Comments (8)
Haven't tried consul-alerts on this scale before. How many instances of consul-alerts is running? I think the slow-down might be caused by the sheer volume of checks being processed. There are no metrics at the moment but I'm keen on finding out how to scale it to such a size.
from consul-alerts.
After messing around with consul-alerts
it seems like https://github.com/AcalephStorage/consul-alerts/blob/master/consul/client.go#L223-L257 would severely limit performance. In a smaller datacenter with lower 4 digit checks the loop appears to take a minute. This causes https://github.com/AcalephStorage/consul-alerts/blob/master/check-handler.go#L57-L61 to take longer than expected and generally slow everything down.
from consul-alerts.
@macb , I have similar situation, I'm running consul-alerts in ~70 servers, ~5 checks in each. https://github.com/AcalephStorage/consul-alerts/blob/master/consul/client.go#L223-L257 is taking at ~1 minute, so it takes ~7 minutes for https://github.com/AcalephStorage/consul-alerts/blob/master/check-handler.go#L57-L61 to run. Any ideas to improve this? Thanks.
from consul-alerts.
I am using this for about 100 servers in AWS and definitely have noticed some inefficiencies and high cpu demands. I am being pretty ambitious and have servers with about 20 checks running. I have to use compute optimized c4 instances to be able to run at this scale and I assume that that the strain is going to increase. However, I think this is great project and I will try to dig into the code and help where I can as well.
from consul-alerts.
There are few factors affecting performance.
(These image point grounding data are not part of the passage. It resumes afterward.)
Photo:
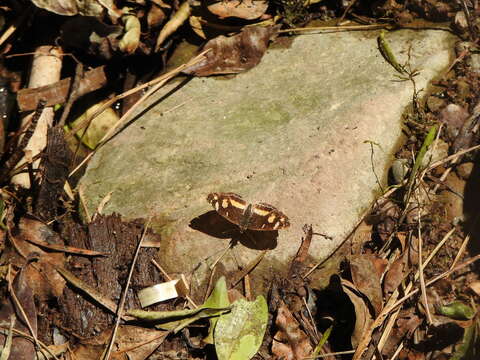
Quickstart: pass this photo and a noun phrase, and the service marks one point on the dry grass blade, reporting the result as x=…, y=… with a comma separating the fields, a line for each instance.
x=160, y=81
x=460, y=251
x=25, y=335
x=420, y=272
x=90, y=291
x=363, y=344
x=157, y=265
x=124, y=294
x=392, y=319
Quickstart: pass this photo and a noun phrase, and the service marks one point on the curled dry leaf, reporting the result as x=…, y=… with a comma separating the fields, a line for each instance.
x=231, y=55
x=475, y=286
x=395, y=275
x=21, y=348
x=243, y=9
x=366, y=271
x=155, y=17
x=131, y=39
x=363, y=318
x=174, y=23
x=132, y=342
x=71, y=7
x=290, y=342
x=41, y=275
x=57, y=93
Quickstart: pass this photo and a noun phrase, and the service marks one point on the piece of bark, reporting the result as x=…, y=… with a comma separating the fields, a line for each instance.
x=119, y=239
x=46, y=69
x=55, y=165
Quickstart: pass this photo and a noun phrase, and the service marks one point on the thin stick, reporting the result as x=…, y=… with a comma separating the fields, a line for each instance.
x=461, y=251
x=421, y=274
x=390, y=307
x=439, y=277
x=161, y=80
x=394, y=297
x=124, y=295
x=25, y=335
x=22, y=311
x=170, y=279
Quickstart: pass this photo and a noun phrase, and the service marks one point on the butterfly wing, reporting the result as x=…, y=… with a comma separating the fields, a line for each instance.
x=229, y=205
x=265, y=217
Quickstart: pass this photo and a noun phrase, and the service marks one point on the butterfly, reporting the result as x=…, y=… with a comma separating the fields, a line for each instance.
x=259, y=217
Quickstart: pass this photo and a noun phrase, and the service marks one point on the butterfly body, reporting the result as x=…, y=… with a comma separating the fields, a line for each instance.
x=259, y=217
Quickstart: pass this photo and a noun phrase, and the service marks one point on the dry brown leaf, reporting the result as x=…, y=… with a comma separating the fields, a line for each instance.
x=22, y=349
x=174, y=23
x=395, y=274
x=405, y=325
x=155, y=17
x=243, y=9
x=363, y=318
x=57, y=93
x=290, y=342
x=475, y=286
x=366, y=278
x=231, y=55
x=132, y=342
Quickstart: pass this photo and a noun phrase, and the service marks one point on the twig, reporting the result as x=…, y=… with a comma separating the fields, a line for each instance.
x=346, y=11
x=420, y=272
x=19, y=307
x=25, y=335
x=160, y=81
x=73, y=94
x=19, y=152
x=170, y=279
x=124, y=295
x=390, y=307
x=460, y=251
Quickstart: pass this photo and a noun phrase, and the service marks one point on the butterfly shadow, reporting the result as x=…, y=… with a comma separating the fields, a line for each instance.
x=212, y=224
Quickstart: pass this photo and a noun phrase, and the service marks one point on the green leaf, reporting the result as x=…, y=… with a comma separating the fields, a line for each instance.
x=419, y=160
x=456, y=310
x=99, y=126
x=239, y=334
x=467, y=349
x=216, y=305
x=217, y=299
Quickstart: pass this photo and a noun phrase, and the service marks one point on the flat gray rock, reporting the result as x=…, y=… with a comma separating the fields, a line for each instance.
x=294, y=132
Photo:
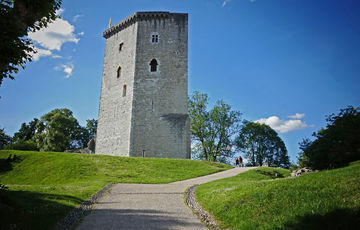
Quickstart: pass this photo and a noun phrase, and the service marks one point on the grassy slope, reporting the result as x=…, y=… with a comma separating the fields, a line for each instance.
x=43, y=187
x=324, y=200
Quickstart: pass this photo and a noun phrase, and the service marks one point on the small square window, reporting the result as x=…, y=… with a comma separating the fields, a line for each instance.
x=155, y=38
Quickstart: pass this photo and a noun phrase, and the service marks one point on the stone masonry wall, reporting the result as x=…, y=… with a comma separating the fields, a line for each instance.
x=160, y=123
x=153, y=114
x=113, y=132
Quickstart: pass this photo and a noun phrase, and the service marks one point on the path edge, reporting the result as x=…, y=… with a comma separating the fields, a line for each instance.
x=202, y=214
x=74, y=217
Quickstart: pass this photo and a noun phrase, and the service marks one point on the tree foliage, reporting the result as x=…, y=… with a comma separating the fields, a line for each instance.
x=303, y=159
x=261, y=144
x=57, y=130
x=17, y=18
x=26, y=131
x=337, y=144
x=212, y=131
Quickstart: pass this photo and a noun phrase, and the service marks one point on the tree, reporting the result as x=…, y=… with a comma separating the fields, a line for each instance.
x=262, y=144
x=303, y=159
x=337, y=144
x=17, y=18
x=26, y=131
x=212, y=131
x=57, y=131
x=4, y=138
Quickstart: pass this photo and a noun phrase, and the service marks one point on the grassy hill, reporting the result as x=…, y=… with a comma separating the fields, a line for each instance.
x=255, y=200
x=44, y=187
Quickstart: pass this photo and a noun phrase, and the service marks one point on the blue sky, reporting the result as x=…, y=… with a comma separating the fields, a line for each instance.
x=287, y=63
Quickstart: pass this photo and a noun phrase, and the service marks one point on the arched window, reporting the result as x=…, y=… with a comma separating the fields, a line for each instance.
x=119, y=72
x=124, y=90
x=153, y=65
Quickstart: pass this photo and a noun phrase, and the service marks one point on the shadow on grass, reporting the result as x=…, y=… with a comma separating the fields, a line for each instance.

- Consul-Alerts is dependent on the "watcher" feature of Consul. This watches the health checks for changes. Any status change triggers consul to send the entire list of health checks from all nodes. This is what consul-alerts processes. (eg. 70 servers * 5 checks = 350 checks to check every time a change is detected).
- still thinking of a way to just get the changed health check instead of all
- The code processes the checks + sending notifications in a linear way.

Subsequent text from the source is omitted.